By Tom Spalding
Clients are benefiting from helpful new ways to shop at the Food Pantry that should pay dividends in their diets.
It’s all about expanding the types of resources the pantry provides that focuses on people-powered service.
As you may know, much of Boulevard Place’s inventory is made up of basic essentials – frozen meats, from-the-garden vegetables, canned or fresh fruits, and name-brand milk. While some offerings can be enjoyed “as-is” a lot of the items require cooking or some type of preparation; not all are ready-to-eat or heat-and-serve.
(Those who come for a meal we happily introduce them to the Indy Hunger Community Compass app.)
For example, Boulevard Place Food Pantry volunteers are known to occasionally tape a note onto the shelves in the client shopping area to suggest or recommend potential menu pairing possibilities they might not have considered (such as sloppy joes).
Recently, Pantry Director Matt Hayes began to expand upon that idea, prompted by another volunteer who is also a registered dietitian.
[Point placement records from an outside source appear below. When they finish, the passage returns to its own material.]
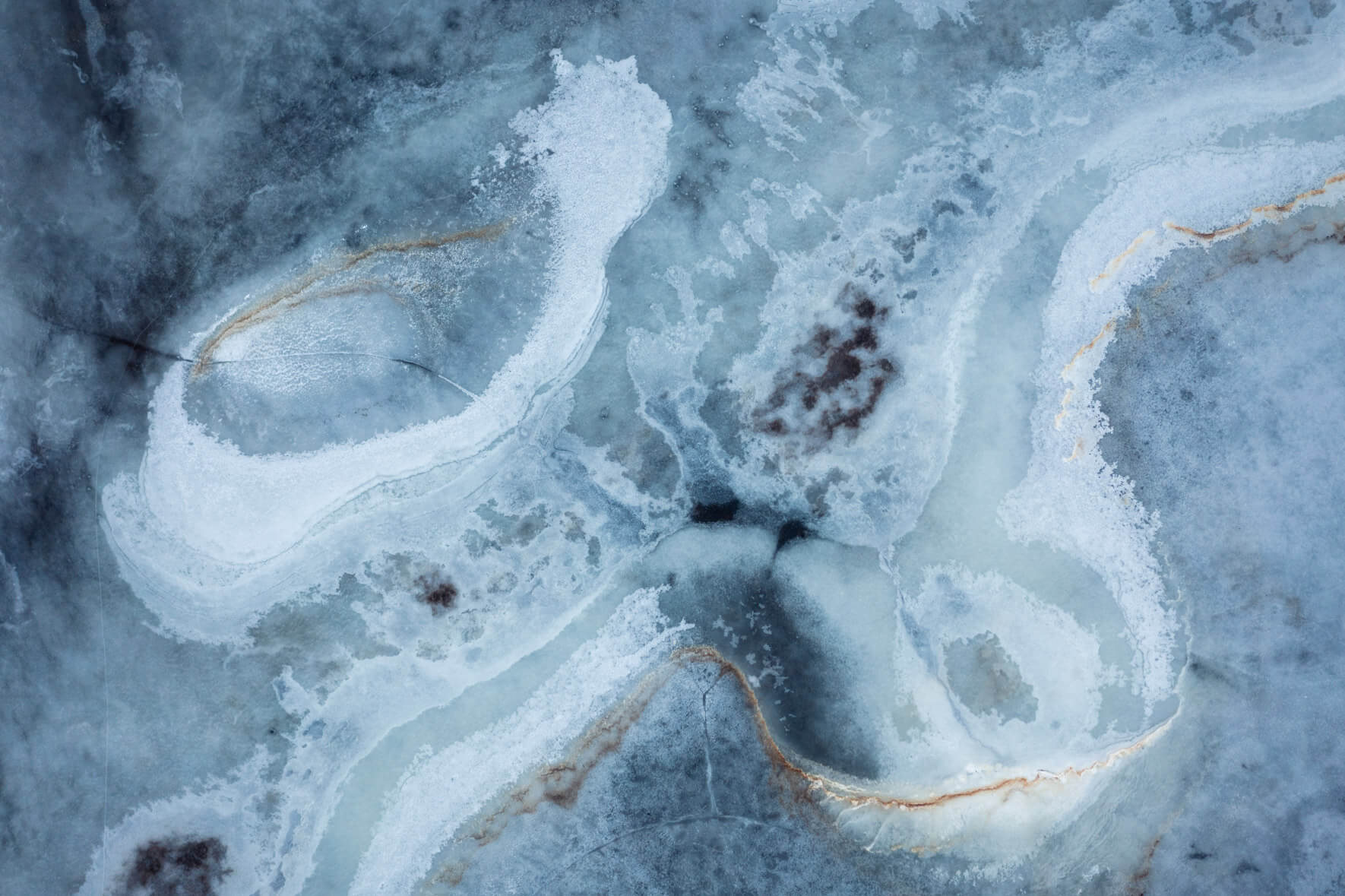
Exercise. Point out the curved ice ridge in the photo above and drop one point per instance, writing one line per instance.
(206, 533)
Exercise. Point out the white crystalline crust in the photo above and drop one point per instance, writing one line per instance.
(438, 796)
(206, 533)
(1071, 498)
(211, 538)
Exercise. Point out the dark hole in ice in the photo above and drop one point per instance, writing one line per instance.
(438, 592)
(714, 511)
(791, 530)
(178, 868)
(986, 679)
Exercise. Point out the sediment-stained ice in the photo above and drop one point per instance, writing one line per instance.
(810, 447)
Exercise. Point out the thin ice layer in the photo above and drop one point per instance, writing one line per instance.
(206, 533)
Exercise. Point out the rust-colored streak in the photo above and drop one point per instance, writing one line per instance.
(1259, 213)
(561, 782)
(1102, 334)
(1116, 264)
(293, 293)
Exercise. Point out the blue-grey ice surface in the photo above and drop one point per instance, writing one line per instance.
(693, 447)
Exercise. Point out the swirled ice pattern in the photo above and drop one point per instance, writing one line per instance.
(838, 447)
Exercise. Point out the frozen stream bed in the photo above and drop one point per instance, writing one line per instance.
(831, 447)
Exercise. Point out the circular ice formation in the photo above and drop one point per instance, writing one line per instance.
(1071, 498)
(206, 533)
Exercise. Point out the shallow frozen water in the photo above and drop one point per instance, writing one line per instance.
(812, 447)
Hayes will produce the “incoming/purchased” list of food that we know we’ll be receiving from one of our pantry partners and/or the government via TEFAP our commodity food made available to us by the U.S. Department of Agriculture (USDA) to States.
With the list in hand from what’s available, Pantry volunteer Melissa Greives, a registered dietician:faculty member with Indiana University-Bloomington at the School of Public Health, craftily creates recipes that Hayes and/or the team prints out and leaves for clients at the front counter. Her recent recipe suggestions included “scrambled eggs, bean and brown rice” and “spinach and quinoa salad” and “baked barbecue chicken and green beans.” Clients observably beamed with appreciation over the recommendations. Hayes calls them “recipe magic.”
Another way this approach of going beyond-just-giving-out food out occurred in May.
Sarah Wilson, RDN, is nutrition manager at Gleaners Food Bank of Indiana; their team goal has been working to “Feed the Future” by providing nutritious, culturally responsive foods and nutrition education to the community. On May 18 (see picture) she brought in three dietetic interns, for a food demo.
“I absolutely love that Melissa has been sharing her nutrition expertise and recipe ideas with pantry shoppers, so my goal is to support her amazing work,” Wilson wrote in an email to Hayes.
It helps that we have a small education nook accessible to the client waiting room along with a small sink. It had formally been just a bathroom/storage area.
Our Pantry has also been historically connected with the Purdue Extension Nutrition Education Program. Hayes said he is open to all types of collaboration as long as it results in a bettering of clients’ lives and the Pantry’s reputation.
“We’re trying out several new things and finding partners to work with,” Hayes said. “We want to get the most ‘bang for the buck’ and do more than just hand food; it’s all about resources and the cost is just volunteers’ time.”